Ce n’est que dans les vingt dernières années du vingtième siècle que les termes de « chirurgie mini invasive » ou « minimally invasive surgery» ont été utilisés par les médecins et surtout, ont été prononcés par les patients. Certains chirurgiens après avoir maîtrisé les interventions les plus lourdes par voie conventionnelle ont réfléchi à des voies d’abord plus respectueuses de l’intégrité du patient. Le relâchement musculaire contrôlé par l’anesthésiste le permettait. Il ne s’agissait pas d’un retour vers la simplicité, bien au contraire, puisque, pour le chirurgien, ces soi-disant progrès passaient par des efforts physiques importants, des prouesses gestuelles, une diminution des espaces de travail et une augmentation du temps opératoire. La plupart du temps ces interventions étaient réalisées avec des instruments détournés de leur but habituel et ce n’est que progressivement que le génie biomédical a créé une instrumentation spécifique qui n’a cessé de se développer et de se complexifier. Des progrès ont été faits dans le domaine de la longueur et de la finesse des instruments, parallèlement l’étroitesse du champ opératoire et son approfondissement ont poussé à développer l’éclairage dans le site opératoire et à utiliser des moyens de magnification comme des loupes ou une caméra vidéo. Il devenait possible de voir aussi bien et même mieux par une ouverture plus étroite qu’avant. Avant la première ablation de la vésicule biliaire par cœlioscopie en 1988, la cœlioscopie n’était utilisée que pour des interventions sur les trompes utérines ou les ovaires ou quelques explorations simples du foie. Ainsi, les premières ablations de la vésicule biliaire par cœlioscopie ont été réalisées avec une instrumentation qui n’était utilisée jusqu’à lors que par les gynécologues et qui fût donc astucieusement détournée vers la chirurgie générale.

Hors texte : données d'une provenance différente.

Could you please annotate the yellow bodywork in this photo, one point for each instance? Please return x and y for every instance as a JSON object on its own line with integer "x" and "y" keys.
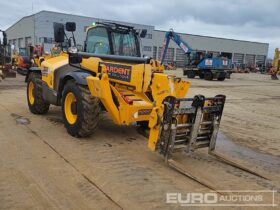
{"x": 138, "y": 97}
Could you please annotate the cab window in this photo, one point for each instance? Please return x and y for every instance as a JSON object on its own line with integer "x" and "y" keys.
{"x": 98, "y": 41}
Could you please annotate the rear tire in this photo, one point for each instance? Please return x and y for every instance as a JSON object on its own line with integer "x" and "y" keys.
{"x": 81, "y": 116}
{"x": 36, "y": 102}
{"x": 208, "y": 75}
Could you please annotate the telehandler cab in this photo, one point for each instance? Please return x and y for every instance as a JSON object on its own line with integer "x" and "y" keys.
{"x": 110, "y": 74}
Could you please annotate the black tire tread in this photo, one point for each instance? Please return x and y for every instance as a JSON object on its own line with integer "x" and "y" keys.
{"x": 91, "y": 112}
{"x": 40, "y": 106}
{"x": 87, "y": 122}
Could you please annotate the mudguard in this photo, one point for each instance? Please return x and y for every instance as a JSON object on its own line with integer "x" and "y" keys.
{"x": 79, "y": 76}
{"x": 30, "y": 70}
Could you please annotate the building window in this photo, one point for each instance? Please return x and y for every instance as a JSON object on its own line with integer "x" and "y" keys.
{"x": 147, "y": 48}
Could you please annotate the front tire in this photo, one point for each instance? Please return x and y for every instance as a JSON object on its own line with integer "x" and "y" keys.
{"x": 36, "y": 102}
{"x": 80, "y": 110}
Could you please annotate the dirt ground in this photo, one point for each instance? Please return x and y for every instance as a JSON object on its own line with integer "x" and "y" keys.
{"x": 42, "y": 167}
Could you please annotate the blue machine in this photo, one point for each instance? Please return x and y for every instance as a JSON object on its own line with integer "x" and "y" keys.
{"x": 198, "y": 64}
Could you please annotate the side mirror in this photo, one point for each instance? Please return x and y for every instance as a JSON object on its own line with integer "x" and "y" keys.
{"x": 59, "y": 32}
{"x": 5, "y": 41}
{"x": 71, "y": 26}
{"x": 143, "y": 33}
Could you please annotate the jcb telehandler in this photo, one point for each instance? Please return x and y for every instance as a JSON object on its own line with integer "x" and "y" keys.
{"x": 110, "y": 74}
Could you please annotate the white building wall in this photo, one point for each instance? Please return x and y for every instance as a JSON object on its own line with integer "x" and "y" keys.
{"x": 38, "y": 28}
{"x": 21, "y": 31}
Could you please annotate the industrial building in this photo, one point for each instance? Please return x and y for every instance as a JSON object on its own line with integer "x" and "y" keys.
{"x": 38, "y": 29}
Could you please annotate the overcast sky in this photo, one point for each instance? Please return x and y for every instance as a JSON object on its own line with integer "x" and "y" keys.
{"x": 252, "y": 20}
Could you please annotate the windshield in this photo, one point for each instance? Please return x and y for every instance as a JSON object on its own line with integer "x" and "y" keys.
{"x": 98, "y": 41}
{"x": 124, "y": 44}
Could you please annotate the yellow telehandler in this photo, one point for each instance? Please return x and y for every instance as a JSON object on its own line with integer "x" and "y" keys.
{"x": 110, "y": 74}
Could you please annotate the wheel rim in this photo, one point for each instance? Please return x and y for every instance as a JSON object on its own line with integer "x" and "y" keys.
{"x": 70, "y": 101}
{"x": 30, "y": 93}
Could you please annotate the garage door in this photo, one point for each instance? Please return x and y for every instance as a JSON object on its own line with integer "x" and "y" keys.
{"x": 238, "y": 58}
{"x": 260, "y": 59}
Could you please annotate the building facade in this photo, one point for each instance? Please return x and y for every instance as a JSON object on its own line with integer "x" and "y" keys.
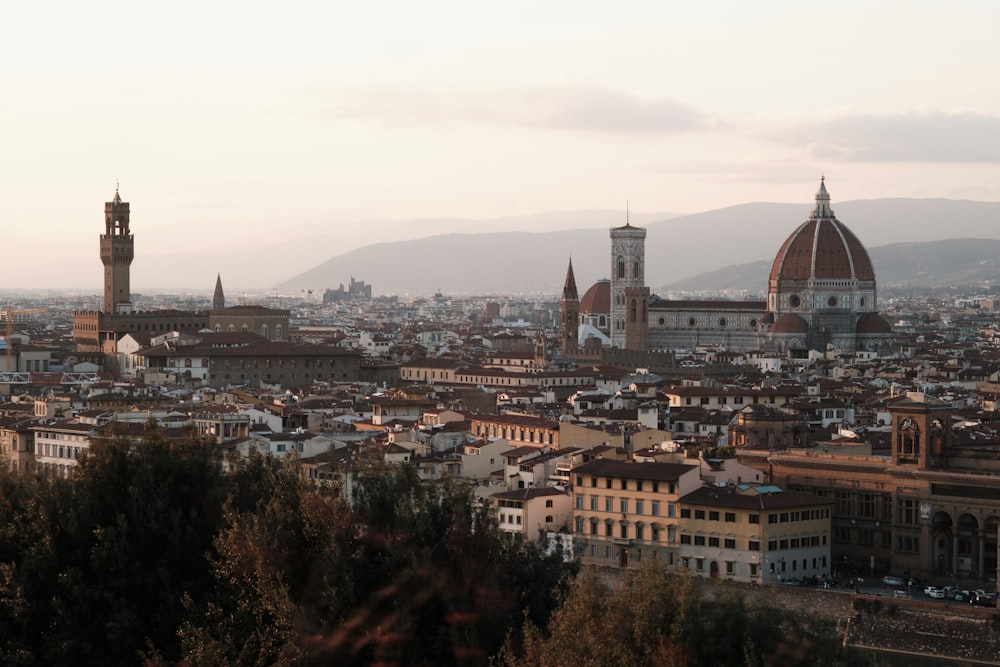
{"x": 821, "y": 295}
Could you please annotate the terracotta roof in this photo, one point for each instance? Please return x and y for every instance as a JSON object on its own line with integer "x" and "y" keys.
{"x": 873, "y": 323}
{"x": 624, "y": 469}
{"x": 790, "y": 323}
{"x": 597, "y": 299}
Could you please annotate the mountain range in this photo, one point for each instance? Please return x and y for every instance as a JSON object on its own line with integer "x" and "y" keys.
{"x": 912, "y": 242}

Mais le mini-invasif n’est pas synonyme de cœlioscopie même si c’est le développement de la cœlioscopie qui a le plus marqué le public en laissant dans l’ombre les efforts de beaucoup d’autres chirurgiens qui, dans leurs domaines, travaillaient aussi sur des progrès mini-invasifs. Ces travaux étaient pour certains bien plus anciens que la première cœlioscopie : réduire la longueur des incisions, franchir les tissus en les écartant plutôt qu’en les sectionnant, choisir des incisions plus sélectives, adaptées à la cible à atteindre. Beaucoup de chirurgiens ont ainsi fait du mini-invasif sans le savoir et sans le proclamer. Puis le mini-invasif est devenu la somme de toutes les minimisations, d’abord cicatrice plus courte, cicatrice plus cachée, temps opératoire plus court, anesthésie plus légère ou anesthésie locorégionale ou locale, douleurs post-opératoires atténuées, risque infectieux et risque hémorragique plus faibles. Les chirurgiens sont devenus mini invasifs et ce mode d’exercice a gagné l’ensemble du monde médical bien au-delà du monde chirurgical. Rapidement, certains médecins spécialistes non chirurgiens sont devenus des médecins interventionnels, c’est-à-dire qu’à leur tour, ils ont vu leur outillage se miniaturiser et permettre des interventions en passant par des conduits naturels (tube digestif, voies respiratoires, vaisseaux sanguins) ou par des orifices percutanés. Ces médecins pratiquaient des gestes plus ou moins invasifs dans un but de diagnostic : explorer l’intérieur d’une cavité ou d’un vaisseau du patient pour voir, parfois réaliser un prélèvement. Les progrès de la chirurgie mini invasive avec son outillage, sa technicité, sa miniaturisation offraient à ces spécialistes du diagnostic la possibilité de traiter : drainer un abcès ou un hématome, réséquer une petite tumeur, dilater un conduit ou une artère, implanter une prothèse, un stent…

Le plus curieux est qu’on ne parle d’ailleurs pas d’un gastroentérologue, cardiologue, radiologue ou pneumologue invasif mais bien d’un gastroentérologue interventionnel, d’un cardiologue interventionnel, d’un radiologue interventionnel et d’un pneumologue interventionnel. L’adjectif « invasif » a été oublié lorsqu’il a fallu caractériser l’évolution des médecins et il reste réservé aux seuls chirurgiens. Il y a une médecine interventionnelle et une chirurgie mini invasive. L’invasion restera t-elle donc toujours chirurgicale?